With the growing interest in short barreled firearms and Personal Defense Weapons, there’s an equally growing demand for ammunition to run through them.
Sure, SBR rifles and AR Pistols carry easily and stow in tight spaces, but is the juice worth the squeeze?
How short can you go while maintaining accuracy and adequate terminal performance? Will your ammo of choice perform adequately from an 10.5", 7.5", or even a 5.5" barrel?
In a defensive situation, you need ammunition that can deliver adequate penetration and expansion at a reduced velocity. Further, depending on the situation, the ammo needs to be able to handle barriers like windshields or walls, and have the ability to "buck" the wind or light foliage at distance.
The two most common types of ammo are the 55 grain M193 and 62 grain M855. Let’s take a closer look at those two loads.
M855 vs M193
Are M855 and M193 good options for an SBR rifle or AR pistol?
Full metal jacket projectiles are dependent on fragmentation for increased wounding capabilities, and fragmentation is, for the most part, dependent on velocity.

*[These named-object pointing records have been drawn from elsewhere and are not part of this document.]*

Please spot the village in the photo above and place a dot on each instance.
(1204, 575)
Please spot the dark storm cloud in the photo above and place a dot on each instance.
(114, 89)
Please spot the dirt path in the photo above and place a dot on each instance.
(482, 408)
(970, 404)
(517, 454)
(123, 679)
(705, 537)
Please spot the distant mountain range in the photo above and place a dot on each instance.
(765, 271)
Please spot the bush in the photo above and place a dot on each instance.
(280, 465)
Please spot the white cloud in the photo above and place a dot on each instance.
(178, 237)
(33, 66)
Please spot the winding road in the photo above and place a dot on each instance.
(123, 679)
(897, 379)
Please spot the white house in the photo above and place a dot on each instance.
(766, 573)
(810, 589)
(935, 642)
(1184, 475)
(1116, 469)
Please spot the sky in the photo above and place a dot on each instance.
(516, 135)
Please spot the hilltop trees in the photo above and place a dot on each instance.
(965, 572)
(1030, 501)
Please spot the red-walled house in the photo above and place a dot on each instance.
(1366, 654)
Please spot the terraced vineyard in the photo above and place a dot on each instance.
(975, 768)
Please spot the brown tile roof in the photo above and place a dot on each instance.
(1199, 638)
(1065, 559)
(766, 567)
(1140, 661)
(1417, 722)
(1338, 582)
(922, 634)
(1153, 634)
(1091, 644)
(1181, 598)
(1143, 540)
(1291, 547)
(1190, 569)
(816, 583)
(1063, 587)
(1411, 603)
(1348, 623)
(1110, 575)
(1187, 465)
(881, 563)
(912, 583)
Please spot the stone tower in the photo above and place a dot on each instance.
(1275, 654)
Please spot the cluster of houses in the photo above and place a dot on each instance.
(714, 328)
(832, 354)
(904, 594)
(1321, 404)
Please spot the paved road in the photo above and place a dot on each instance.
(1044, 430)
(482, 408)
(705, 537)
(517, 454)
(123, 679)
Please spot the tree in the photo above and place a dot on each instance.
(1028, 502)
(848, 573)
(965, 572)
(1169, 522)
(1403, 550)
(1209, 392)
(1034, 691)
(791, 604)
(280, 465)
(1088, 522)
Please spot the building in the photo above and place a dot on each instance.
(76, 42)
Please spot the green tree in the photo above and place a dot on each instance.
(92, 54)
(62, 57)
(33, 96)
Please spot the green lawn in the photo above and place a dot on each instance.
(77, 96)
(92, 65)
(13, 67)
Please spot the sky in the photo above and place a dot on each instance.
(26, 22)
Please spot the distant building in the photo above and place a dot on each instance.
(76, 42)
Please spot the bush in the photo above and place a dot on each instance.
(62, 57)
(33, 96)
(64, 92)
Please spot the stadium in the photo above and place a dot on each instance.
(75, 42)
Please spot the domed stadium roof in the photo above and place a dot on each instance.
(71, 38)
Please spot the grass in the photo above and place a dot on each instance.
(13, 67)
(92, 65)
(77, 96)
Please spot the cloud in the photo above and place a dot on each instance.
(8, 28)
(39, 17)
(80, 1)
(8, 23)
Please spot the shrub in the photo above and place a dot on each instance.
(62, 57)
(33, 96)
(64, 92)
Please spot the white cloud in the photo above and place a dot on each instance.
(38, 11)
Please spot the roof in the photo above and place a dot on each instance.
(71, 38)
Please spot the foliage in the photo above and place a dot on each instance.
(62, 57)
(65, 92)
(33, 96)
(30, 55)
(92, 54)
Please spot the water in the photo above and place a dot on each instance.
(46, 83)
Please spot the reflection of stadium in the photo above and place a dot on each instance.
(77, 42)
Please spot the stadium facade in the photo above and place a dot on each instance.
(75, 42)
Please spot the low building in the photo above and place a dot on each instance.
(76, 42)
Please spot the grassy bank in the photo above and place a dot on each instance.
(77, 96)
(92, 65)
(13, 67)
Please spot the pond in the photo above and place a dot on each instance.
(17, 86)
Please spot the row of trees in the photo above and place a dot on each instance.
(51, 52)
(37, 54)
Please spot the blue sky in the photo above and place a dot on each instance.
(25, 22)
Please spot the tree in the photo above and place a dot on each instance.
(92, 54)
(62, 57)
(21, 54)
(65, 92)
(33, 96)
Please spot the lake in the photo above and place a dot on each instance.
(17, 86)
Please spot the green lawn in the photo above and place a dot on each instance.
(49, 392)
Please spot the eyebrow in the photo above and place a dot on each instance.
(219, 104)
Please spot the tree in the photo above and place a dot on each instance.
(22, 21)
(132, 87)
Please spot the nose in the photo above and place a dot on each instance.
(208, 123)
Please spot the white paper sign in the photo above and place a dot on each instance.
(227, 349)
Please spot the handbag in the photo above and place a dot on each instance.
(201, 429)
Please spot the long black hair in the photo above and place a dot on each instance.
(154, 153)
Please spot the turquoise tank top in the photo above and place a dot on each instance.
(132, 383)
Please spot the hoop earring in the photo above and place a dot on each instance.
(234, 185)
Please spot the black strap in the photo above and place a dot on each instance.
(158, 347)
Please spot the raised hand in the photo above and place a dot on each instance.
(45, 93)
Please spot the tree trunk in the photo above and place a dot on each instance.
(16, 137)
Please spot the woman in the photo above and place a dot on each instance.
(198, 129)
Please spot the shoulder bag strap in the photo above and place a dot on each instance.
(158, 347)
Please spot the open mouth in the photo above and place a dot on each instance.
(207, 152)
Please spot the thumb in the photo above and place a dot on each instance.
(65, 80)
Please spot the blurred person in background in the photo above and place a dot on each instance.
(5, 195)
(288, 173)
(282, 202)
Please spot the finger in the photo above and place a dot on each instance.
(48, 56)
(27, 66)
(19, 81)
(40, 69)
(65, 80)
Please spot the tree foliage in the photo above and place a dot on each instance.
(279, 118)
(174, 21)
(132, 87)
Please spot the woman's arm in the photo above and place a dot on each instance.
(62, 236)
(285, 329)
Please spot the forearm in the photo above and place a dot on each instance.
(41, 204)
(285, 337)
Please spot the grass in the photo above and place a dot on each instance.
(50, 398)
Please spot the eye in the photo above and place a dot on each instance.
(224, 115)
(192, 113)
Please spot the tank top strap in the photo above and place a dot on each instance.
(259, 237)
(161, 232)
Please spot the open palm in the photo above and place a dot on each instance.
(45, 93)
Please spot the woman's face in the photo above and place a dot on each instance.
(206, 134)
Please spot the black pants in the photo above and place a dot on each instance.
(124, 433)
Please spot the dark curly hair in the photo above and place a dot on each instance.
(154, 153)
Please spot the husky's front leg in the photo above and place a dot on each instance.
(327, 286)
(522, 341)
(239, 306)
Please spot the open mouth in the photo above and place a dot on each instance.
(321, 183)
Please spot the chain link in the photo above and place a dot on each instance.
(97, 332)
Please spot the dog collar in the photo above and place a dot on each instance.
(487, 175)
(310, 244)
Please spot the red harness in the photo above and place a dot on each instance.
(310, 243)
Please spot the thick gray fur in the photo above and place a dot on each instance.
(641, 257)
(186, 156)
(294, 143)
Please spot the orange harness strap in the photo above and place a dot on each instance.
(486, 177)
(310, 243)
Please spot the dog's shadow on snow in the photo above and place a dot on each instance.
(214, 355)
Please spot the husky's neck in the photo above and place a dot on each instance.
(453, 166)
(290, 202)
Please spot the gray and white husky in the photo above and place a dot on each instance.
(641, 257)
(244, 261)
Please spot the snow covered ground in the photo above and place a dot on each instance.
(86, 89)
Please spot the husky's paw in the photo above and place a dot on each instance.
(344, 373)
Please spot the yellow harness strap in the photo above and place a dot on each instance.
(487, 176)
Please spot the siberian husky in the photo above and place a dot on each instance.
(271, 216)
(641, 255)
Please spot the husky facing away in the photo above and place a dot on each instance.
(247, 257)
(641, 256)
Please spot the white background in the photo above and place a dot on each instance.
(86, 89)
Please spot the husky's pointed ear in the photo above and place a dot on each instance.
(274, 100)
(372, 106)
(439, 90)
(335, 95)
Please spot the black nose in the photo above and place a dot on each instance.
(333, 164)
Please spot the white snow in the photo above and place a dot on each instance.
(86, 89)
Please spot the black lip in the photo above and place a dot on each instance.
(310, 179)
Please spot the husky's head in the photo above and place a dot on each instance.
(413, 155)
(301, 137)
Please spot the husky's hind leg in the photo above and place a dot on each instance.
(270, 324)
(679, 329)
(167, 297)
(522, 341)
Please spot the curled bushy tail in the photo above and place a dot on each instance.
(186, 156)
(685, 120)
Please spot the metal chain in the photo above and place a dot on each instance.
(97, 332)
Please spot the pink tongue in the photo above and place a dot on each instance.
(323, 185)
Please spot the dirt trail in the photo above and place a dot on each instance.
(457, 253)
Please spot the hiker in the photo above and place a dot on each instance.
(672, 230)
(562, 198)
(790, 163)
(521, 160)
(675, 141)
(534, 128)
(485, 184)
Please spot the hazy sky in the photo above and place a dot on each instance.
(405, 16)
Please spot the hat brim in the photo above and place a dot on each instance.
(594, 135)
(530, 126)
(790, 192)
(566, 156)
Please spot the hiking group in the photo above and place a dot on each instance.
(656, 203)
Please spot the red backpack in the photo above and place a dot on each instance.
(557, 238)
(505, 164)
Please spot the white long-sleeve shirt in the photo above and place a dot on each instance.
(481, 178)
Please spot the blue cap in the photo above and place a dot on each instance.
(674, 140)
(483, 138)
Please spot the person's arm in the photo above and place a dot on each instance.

The velocity of 5.56 is severely affected by shorter barrel lengths. So much so that when fired from a short barrel, some versions of the NATO round won’t reliably fragment once they’ve exited the muzzle.
Now, this is not to say that SBR rifles and AR Pistols are useless with M855 or M193. Far from it.
M855 is better at barrier penetration
M193 is better suited for soft targets under 100 yards
M193 prefers a 1:9 twist rate, while M855 prefers a 1:8 or 1:7 twist rate
If you get shot with a 5.56 bullet of any type, you’re gonna have a pretty crappy day. But if we want maximum terminal effects on target, we’re going to need a bullet that does something other than just make a hole in whatever it impacts.
That is where pairing the right barrel twist rate with the right ammunition is key. Similar to pairing scotch with a cigar, if you pair up the wrong ones, you’re going to have a poor experience.
The stamp on the barrel itself should indicate the barrel twist after the caliber.
The most common ratios are 1:7, 1:8, 1:9, and 1:12. This means that the barrel will spin the bullet one revolution every X inches.
What is the ideal barrel twist rate?
Preferred Barrel Twist Rate
1:8 followed by 1:7
1:7 followed by 1:8
The most common 556 ammo, 55-grain and 62-grain, are fine to shoot in 1:7 to 1:9 barrels. You probably won’t even notice a difference until you get out past 300 yards, but with a short barrel such as the Maxim Defense PDX, you’re not going to be reaching out that far anyway.
Best SBR Ammo for the Maxim Defense PDX
As technology in the shooting industry evolves, so do the manufacturers. One of those manufactures on the leading edge of this evolution is Maxim Defense Industries.
Their award-winning PDX platform has been a game-changer in the SBR and AR Pistol market. Most commonly, you’ll see barrel lengths in this category range from 7.5" up to 14". Maxim Defense took the market to another level by incorporating a 5.5" barrel into the PDX platform.